Python Implementation:

import numpy as np

def sigmoid(z):
    return 1 / (1 + np.exp(-z))

def predict(features, weights, bias):
    z = np.dot(features, weights) + bias
    return sigmoid(z)

🎯 Interactive Visualization

Explore how different parameters affect the decision boundary:

🚀 Advanced Concepts ADVANCED

🎚️ Regularization

L1 (Lasso) and L2 (Ridge) regularization prevent overfitting by adding penalty terms to the cost function, controlling model complexity.

📊 Multiclass Classification

Extended to handle multiple classes using One-vs-Rest (OvR) or Softmax regression for mutually exclusive classes.

⚡ Optimization Algorithms

Beyond Gradient Descent: Adam, RMSprop, and LBFGS optimizers for faster convergence and better performance.

Regularized Cost Function

J(θ) = -1/m Σ[y·log(ŷ) + (1-y)·log(1-ŷ)] + λ/(2m) Σθⱼ²

λ controls the strength of regularization.

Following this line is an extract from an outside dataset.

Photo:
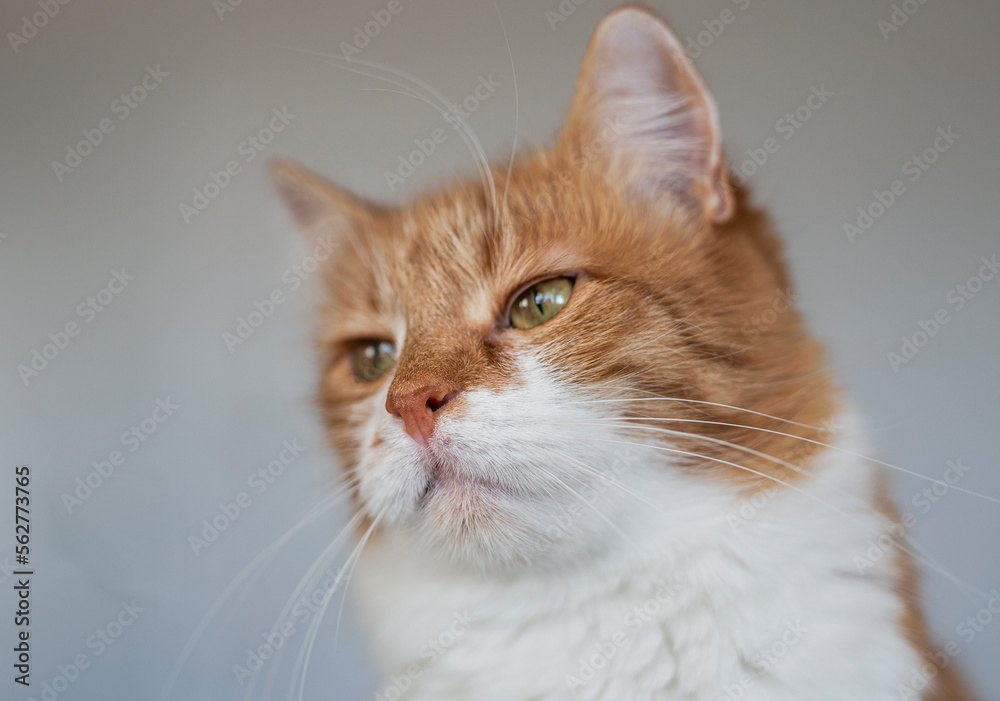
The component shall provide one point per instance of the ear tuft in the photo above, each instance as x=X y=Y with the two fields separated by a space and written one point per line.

Advanced Implementation with Regularization:

class LogisticRegression:
    def __init__(self, lr=0.01, epochs=1000, reg_lambda=0.1):
        self.lr = lr
        self.epochs = epochs
        self.reg_lambda = reg_lambda
    
    def fit(self, X, y):
        # Gradient descent with L2 regularization
        for epoch in range(self.epochs):
            # Forward pass
            z = np.dot(X, self.weights) + self.bias
            predictions = sigmoid(z)
            
            # Backward pass with regularization
            dw = (1/m) * np.dot(X.T, (predictions - y)) + \
                 (self.reg_lambda/m) * self.weights
            db = (1/m) * np.sum(predictions - y)
            
            # Update parameters
            self.weights -= self.lr * dw
            self.bias -= self.lr * db

🔬 Performance Metrics

📈 ROC Curve

Receiver Operating Characteristic curve plots true positive rate vs false positive rate at various threshold settings.

🎯 AUC Score

Area Under the Curve measures model's ability to distinguish between classes. AUC = 0.5 is random, AUC = 1 is perfect.

⚖️ Precision-Recall

Useful for imbalanced datasets where accuracy can be misleading.

🎮 Interactive Playground

Adjust the parameters below to see how they affect the classification probability:

Weight 1 (Feature Importance) 0.50

Weight 2 (Feature Importance) 0.50

Bias (Decision Threshold) 0.00

Classification Result

Probability: 50.0%

Class: Undecided (Threshold = 0.5)

🏆 Challenge Exercises

🎯 Challenge 1: Perfect Separation

Adjust parameters to achieve 95%+ probability for Class 1. Hint: Increase weights and adjust bias positively.

⚖️ Challenge 2: Balanced Decision

Find parameter settings that keep probability exactly at 50%. This represents maximum uncertainty.

🔄 Challenge 3: Feature Importance

Set Weight 1 to maximum positive and Weight 2 to maximum negative. Observe how conflicting features affect the decision.